Israel has publicly called for a joint investigation with PA involving the US.
But this week, State Department spokesman Ned Price said he was “not aware of any requests for assistance” from either side. Asked during a press briefing on Wednesday – two weeks after Abu Akleh’s death – if the US was asked to participate or act as an observer, he stood by his previous answer.
“We have made clear to both the Israeli and Palestinian authorities that we expect the investigation to be transparent and fair, a full, thorough accounting of the circumstances of the killing of Shirin Abu Akleh,” Price said.
Any US involvement would require a request from both Israel and the PA, which manages parts of the occupied West Bank.
“Israeli officials publicly invited the United States to be part of the investigation,” said Israeli Foreign Ministry spokesman Lior Hayat. He added that “similar messages were passed on on official channels” but declined to elaborate.
The Palestinian Authority says it is conducting its own investigation and will share the results with international parties. He has denied handing over the bullets or cooperating with Israel in any way, saying he does not trust Israel to investigate itself.

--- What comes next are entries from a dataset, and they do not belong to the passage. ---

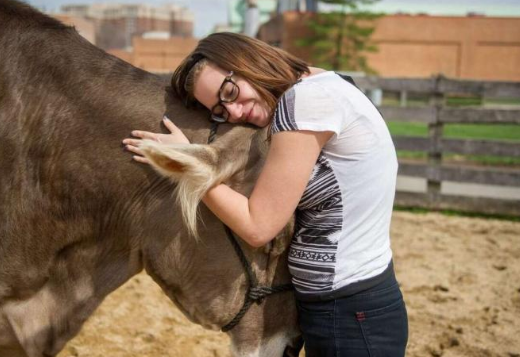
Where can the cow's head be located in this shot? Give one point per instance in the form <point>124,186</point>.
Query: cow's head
<point>212,293</point>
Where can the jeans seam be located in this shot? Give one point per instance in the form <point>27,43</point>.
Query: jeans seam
<point>365,337</point>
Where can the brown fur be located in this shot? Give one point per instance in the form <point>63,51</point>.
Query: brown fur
<point>78,218</point>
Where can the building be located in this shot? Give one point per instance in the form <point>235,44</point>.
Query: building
<point>238,14</point>
<point>470,47</point>
<point>117,24</point>
<point>159,55</point>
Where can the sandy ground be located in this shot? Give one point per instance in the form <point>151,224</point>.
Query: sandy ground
<point>460,278</point>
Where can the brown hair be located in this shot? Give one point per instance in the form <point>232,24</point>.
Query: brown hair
<point>269,70</point>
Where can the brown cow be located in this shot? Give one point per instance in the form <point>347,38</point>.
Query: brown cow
<point>78,218</point>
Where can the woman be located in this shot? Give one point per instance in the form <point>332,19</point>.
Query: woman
<point>332,161</point>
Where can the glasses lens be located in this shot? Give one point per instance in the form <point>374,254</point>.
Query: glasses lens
<point>229,92</point>
<point>219,114</point>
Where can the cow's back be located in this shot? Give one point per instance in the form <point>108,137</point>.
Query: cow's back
<point>73,207</point>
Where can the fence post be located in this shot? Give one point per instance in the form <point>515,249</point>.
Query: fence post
<point>435,129</point>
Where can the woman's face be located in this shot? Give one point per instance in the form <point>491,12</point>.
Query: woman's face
<point>249,107</point>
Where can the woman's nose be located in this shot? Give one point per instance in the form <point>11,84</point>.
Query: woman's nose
<point>235,110</point>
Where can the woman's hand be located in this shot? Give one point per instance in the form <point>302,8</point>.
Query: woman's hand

Within hours of his death, both the PA and Qatar-based Al Jazeera accused Israel of deliberately killing Abu Aqleh, but did not provide any specific evidence for the claim, which Israel strongly denies.
Ballistic analysis could potentially match the bullet to a specific firearm, but only if investigators have access to both. Israel and the Palestinians are unlikely to accept any of the other side’s conclusions.
Abu Akleh spent more than 25 years covering the Israeli-Palestinian conflict. She was a widely known and respected On-air correspondent for Al Jazeera’s Arabic Service, where he reported on Israel’s nearly 55-year military occupation of the West Bank. He is now seen by Palestinians as a martyr for both journalism and his national struggle.
Associated Press writer Matthew Lee in Washington contributed to this report.